Branding on the A2B Commuter Hardshell is quite minimal which is what you expect from Arc'Teryx. It's not as minimal as apparel from the Veilance line but it's still never bold or brash. The jacket has two highly visible brandings on it. There is a reflective ink Arc'Teryx logo on the upper left sleeve and a reflective ink Gore-Tex logo on the lower right sleeve. Inside the jacket there is a small and discreet logo and article detail on the collar tab.
I've got one nit to pick about this jacket... venting. Or the lack there of. Cycling is a physical activity whether it be leisure, sport, or commuting and so your body temperature is going to rise. The only relief is to open up the front zip and let air in. Since there is nowhere for all that incoming air to escape, the jacket balloons out. If I could ask for one change in any future revisions it would be to add vents somewhere. Whether it be on the arms, under the arms, with zippers, or with mesh. Just something to help regulate body temperature. I know this may compromise the water resistance but it will make it more functional on the bike.
Here is my advice in one sentence. This is one hell of a jacket and it won't disappoint any level of expectations. If you've got to go with one jacket that will cross over from the bike to the street, the A2B Commuter Hardshell should be at the top of your list. Honestly I really can't tell if this was a cycling jacket designed to work well off the bike, or if it was a casual urban jacket designed to also work well for city cycling. It doesn't matter because it's great for both.
With some rethinking, I would love to see Arc'Teryx continue this bike friendly trend and bring a version of the A2B to road cycling.
Update: January 2019
In the fall of, 2018, I had an unfortunate user error based incident with this jacket. I had left the rear pocket unzipped and it got caught on a door handle while locking my front door. When I turned around to leave, the handle pulled on the jacket and tore a good 6-8” hole in the back exterior panel of the jacket. Heart broken! But this is where the story gets better, and a big reason why I’m a huge fan and advocate for the Arc’Teryx brand.
I took the jacket into a local flagship store for a repair request. (Important, not a warranty request because it was not a defect) The store staff was helpful and took my information and my jacket before sending it to Vancouver to their head office for inspection. They received it in late October, assessed it in early December, repaired and returned it to my house in early January.
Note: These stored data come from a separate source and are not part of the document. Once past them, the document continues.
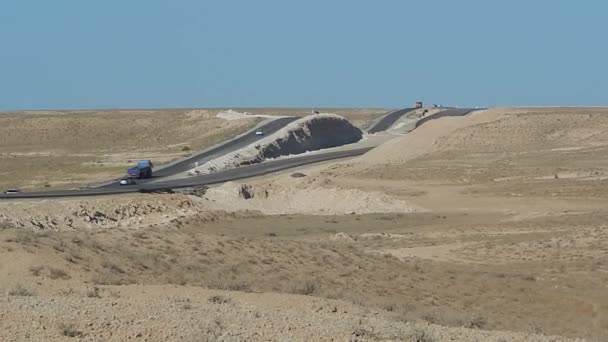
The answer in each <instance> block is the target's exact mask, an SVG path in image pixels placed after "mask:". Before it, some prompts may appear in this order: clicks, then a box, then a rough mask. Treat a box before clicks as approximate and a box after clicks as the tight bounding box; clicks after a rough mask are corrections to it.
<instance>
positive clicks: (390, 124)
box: [367, 108, 416, 134]
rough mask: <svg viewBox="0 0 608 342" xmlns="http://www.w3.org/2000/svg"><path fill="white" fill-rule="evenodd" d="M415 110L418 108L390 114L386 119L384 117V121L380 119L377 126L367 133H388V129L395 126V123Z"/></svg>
mask: <svg viewBox="0 0 608 342" xmlns="http://www.w3.org/2000/svg"><path fill="white" fill-rule="evenodd" d="M413 110H416V108H403V109H397V110H394V111H392V112H389V113H388V114H386V115H385V116H384V117H382V119H380V121H378V122H377V123H376V124H374V125H373V126H372V127H370V128H369V129H368V130H367V133H369V134H374V133H378V132H382V131H386V130H387V129H389V128H391V126H392V125H394V124H395V122H397V120H399V119H400V118H401V117H402V116H403V115H405V114H406V113H409V112H411V111H413Z"/></svg>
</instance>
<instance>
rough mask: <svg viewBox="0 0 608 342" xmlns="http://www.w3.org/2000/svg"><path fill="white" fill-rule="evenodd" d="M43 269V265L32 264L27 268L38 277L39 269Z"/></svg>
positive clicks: (41, 269) (38, 276) (38, 273)
mask: <svg viewBox="0 0 608 342" xmlns="http://www.w3.org/2000/svg"><path fill="white" fill-rule="evenodd" d="M43 269H44V266H32V267H30V268H29V270H30V273H32V275H33V276H35V277H39V276H40V271H42V270H43Z"/></svg>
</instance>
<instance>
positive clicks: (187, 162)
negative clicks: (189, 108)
mask: <svg viewBox="0 0 608 342" xmlns="http://www.w3.org/2000/svg"><path fill="white" fill-rule="evenodd" d="M297 119H300V118H298V117H293V116H290V117H285V118H278V119H276V120H272V121H270V122H269V123H266V124H264V125H262V126H259V127H257V128H256V129H255V130H251V131H249V132H247V133H245V134H243V135H241V136H239V137H237V138H234V139H232V140H229V141H227V142H225V143H222V144H220V145H217V146H215V147H212V148H210V149H207V150H205V151H203V152H202V153H198V154H195V155H193V156H192V157H189V158H187V159H184V160H181V161H179V162H177V163H175V164H172V165H168V166H166V167H163V168H160V169H158V170H154V177H153V178H151V179H141V180H139V181H138V183H142V184H144V183H149V182H151V181H154V180H156V179H159V178H163V177H168V176H172V175H174V174H177V173H180V172H186V171H188V170H191V169H193V168H194V167H195V163H197V162H198V163H199V164H200V165H202V164H203V163H205V162H207V161H209V160H211V159H214V158H217V157H220V156H223V155H224V154H227V153H230V152H233V151H236V150H238V149H241V148H243V147H245V146H247V145H249V144H251V143H254V142H256V141H258V140H260V139H261V138H262V137H260V136H259V135H256V134H255V131H256V130H258V129H261V130H262V132H264V134H265V135H267V134H272V133H274V132H276V131H278V130H280V129H281V128H283V127H285V126H287V125H288V124H289V123H291V122H293V121H295V120H297ZM117 187H120V186H119V185H118V184H117V182H115V181H114V182H112V183H110V184H106V185H102V186H100V188H117Z"/></svg>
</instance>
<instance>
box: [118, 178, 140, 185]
mask: <svg viewBox="0 0 608 342" xmlns="http://www.w3.org/2000/svg"><path fill="white" fill-rule="evenodd" d="M133 184H137V183H135V181H134V180H133V179H131V178H123V179H121V180H120V185H133Z"/></svg>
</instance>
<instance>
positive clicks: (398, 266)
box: [0, 108, 608, 342]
Right in line with the 3-4 month estimate they gave in store.
To repair the jacket, Arc’Teryx gave me two options after the detailed inspection. I could either repair half the back panel or replace the whole panel. A cost difference of $20 but it would look as new and no new seam lines. I opted for the full panel repair. Happy to report that it looks brand new and for a total of $80 including shipping, I have one of my favorite jackets back, kept it unnecessarily out of a landfill, and saved a bunch of money. Which I can use on a trip or new gear.
Standing by your gear and helping keeping it lasting as long as it can is a big part of the positive Arc’Teryx value proposition. Remember, they did this on a product they don’t even sell anymore.